The regularities $\beta_{i},i=1,\dots,d$ are usually considered along the canonical basis, the domain where the data is commonly observed on. However, this can lead to misleading conclusions since anisotropy is not invariant to directions. A relatively recent body of work in non-parametric statistics aims to give consideration to the directional nature of anisotropy, called structural adaptation (Lepski, (2015)). See Samarov and Tsybakov, (2004), Lepski and Rebelles, (2020), Ammous et al., (2024) for some examples in the density model. In spatial data, this has been considered under the umbrella of fractal analysis, for example in the seminal work of Davies and Hall, (1999).

Surprisingly, to the best of our knowledge, the directional nature of anisotropy has yet to be examined in multivariate functional data analysis. We aim to fill this gap by giving a rigorous definition of anisotropy through the directional regularity of a process. Through several examples, we demonstrate that performing a change-of-basis can increase the effective smoothness of a process along the canonical basis. This can lead to faster rates of convergence for ubiquitous tasks such as smoothing in functional data analysis. This change-of-basis matrix is intimately related to the notion of directional regularity that we introduce in this paper, and an algorithm is constructed to estimate it.

Functional data analysis (FDA) is a burgeoning field that deals with modern, complex data, such as those collected by sensors. For an introduction, see the textbooks Ramsay and Silverman, (2005), Horváth and Kokoszka, (2012), Kokoszka and Reimherr, (2017). FDA deals with data sets where the datum are functions, regarded as realizations of a stochastic process or random field, defined over a continuous domain. A unique feature of functional data is replication, where several sample paths are observed.

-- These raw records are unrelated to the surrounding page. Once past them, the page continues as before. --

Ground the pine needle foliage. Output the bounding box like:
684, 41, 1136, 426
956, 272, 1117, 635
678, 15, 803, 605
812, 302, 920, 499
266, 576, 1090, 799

The remainder of this paper is organized as follows. In Section 2 we give a formal definition of directional regularity, which is elucidated through Lemma 1 and several examples. Lemma 1, which states that the regularity of a surface is the same in every direction except possibly one, is a key property that motivates much of the paper. In Section 3 we describe the estimation procedure of the parameters associated to the directional regularity approach. Section 4 studies the theoretical properties of our Algorithm, where non-asymptotic bounds are provided. Section 5 describes an extensive simulation study that illustrates the good finite sample properties of our Algorithms. Section 6 discusses additional properties of our Algorithm, such as computational considerations and other interesting insights. Section 7 describes some natural applications of our directional regularity approach, including surface smoothing and anisotropic detection. All the proofs are relegated to the Supplementary Material, which also contain additional simulation results.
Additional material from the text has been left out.